Es war eine grosse politische Liebe: die Schweizer Linke und Europa. Seit der EWR-Abstimmung gaben sich vor allem die Sozialdemokraten und etwas weniger die Gewerkschaften als glühende Europäer. Die EU wurde zum Arbeiter- und Angestelltenparadies verklärt, EU-Gegner als Abschotter, Nein-Sager und Ewiggestrige denunziert. Hier die fortschrittlichen und offenen Linken, dort die tumben Nationalisten.
Jetzt finden sie sich im gleichen Boot wieder. Mit ihrem Nein zu Verhandlungen über die flankierenden Massnahmen sind die Gewerkschaften auf einen ebenso sturen Blockade-Kurs eingeschwenkt wie die SVP. Sobald die eigenen Pfründe bedroht sind, erlischt die EU-Liebe der Linken.
Wohlgemerkt: Das Anliegen, welches die Gewerkschaften verfolgen, ist berechtigt.
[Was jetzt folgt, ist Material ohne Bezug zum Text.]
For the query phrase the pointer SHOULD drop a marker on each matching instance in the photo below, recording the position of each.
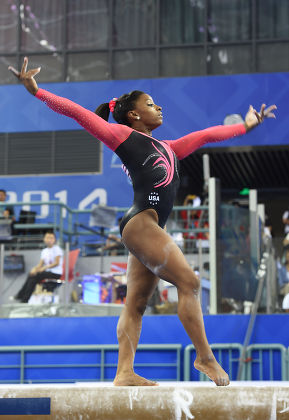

Die Schweizer Löhne sind europaweit die höchsten. Auch wenn man die hohen Lebenshaltungskosten in Betracht zieht, bleibt uns unter dem Strich mehr zum Leben als Deutschen, Franzosen oder Österreichern. Diesen Wohlstand müssen wir verteidigen. Und ja, dafür braucht es einen funktionierenden Lohnschutz. Ein solcher ist aber auch zu haben, ohne dass man bürokratische Details wie die Acht-Tage-Regel zum unverhandelbaren nationalen Heiligtum erklärt.
Wenn Gewerkschaften und SP glauben, die Schweiz könnte autonom darüber entscheiden, wie sie ihren Arbeitsmarkt regelt, erliegen sie einer Illusion. Die EU will nun mal auch über den Lohnschutz diskutieren. Darauf muss die Schweiz einsteigen und in den Verhandlungen einen klugen Kompromiss finden. Nicht verhandeln ist keine Option.
Denn etwas dürfen die Gewerkschaften nicht vergessen: Dass die Schweizer Löhne höher sind als anderswo, liegt daran, dass Schweizer Unternehmen zu den besten der Welt gehören. Ihr Geld verdienen sie vor allem in Europa. Verlieren sie den Zugang zu diesem Markt, schadet das den Löhnen weit mehr als Anpassungen bei den Schutzmechanismen.